If Cognetti remains the lone Democratic contender, she’ll have the benefit of training her sights on Bresnahan and the general election.

Her launch video certainly did. The ad accused Bresnahan of ripping Medicaid away from Pennsylvania families by voting for President Donald Trump’s budget bill. And it scrutinized the timing of some of his stock trading.

“Sold Chinese stocks the week of a tariff. Buys missile stocks before a war, buys jet stocks before a big contract,” she said in the ad, which closes with her saying “day trading away the public trust is not who we are.”

Bresnahan campaigned on banning congressional stock trading and introduced a House bill that would have forbidden it in May, which makes his habitual trading all the more of a target for Democrats.

The National Republican Campaign Committee accused Cognetti of “resorting to baseless lies.”

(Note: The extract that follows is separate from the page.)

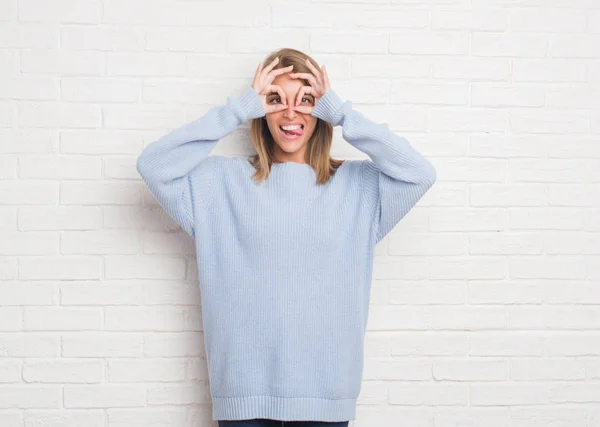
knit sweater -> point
(284, 267)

“From cutting taxes to protecting critical programs, Bresnahan has always put NEPA first, and voters have no interest in Cognetti’s out-of-touch agenda,” said NRCC spokesperson Reilly Richardson.

‘Paige Against the Machine’

Cognetti ran for mayor in 2020 after the former mayor of Scranton had pleaded guilty to conspiracy, bribery, and extortion and was sentenced to seven years in prison.

She ran as an independent with the slogan “Paige Against the Machine,” and beat the Democratic Party-backed candidate.

A native Oregonian, Cognetti formerly worked on Barack Obama’s 2008 presidential campaign and then later as a member of his Treasury Department.

She worked briefly at Goldman Sachs in New York before her move to Scranton in 2016. She served on the city’s school board and then as a special assistant to the state’s attorney general.

Scranton has an outsize role in national politics, often a symbol of blue-collar, middle-class values. It became the emblem of former President Joe Biden’s campaign as he used his Pennsylvania hometown to contrast against Trump’s lavish Mar-a-Lago home.

The day Biden won the election in 2020, Scrantonians flooded to his former home on Washington Avenue, where Cognetti gave an impromptu speech.

“You can be anything you want to be. This little girl can be anything she wants to be,” Cognetti said then, holding her baby daughter. “I couldn’t be luckier to be in this position right now in this moment together as a city.”

Trump, who won Pennsylvania’s 8th Congressional District by three points in 2020, went on to increase that margin to nine points in 2024.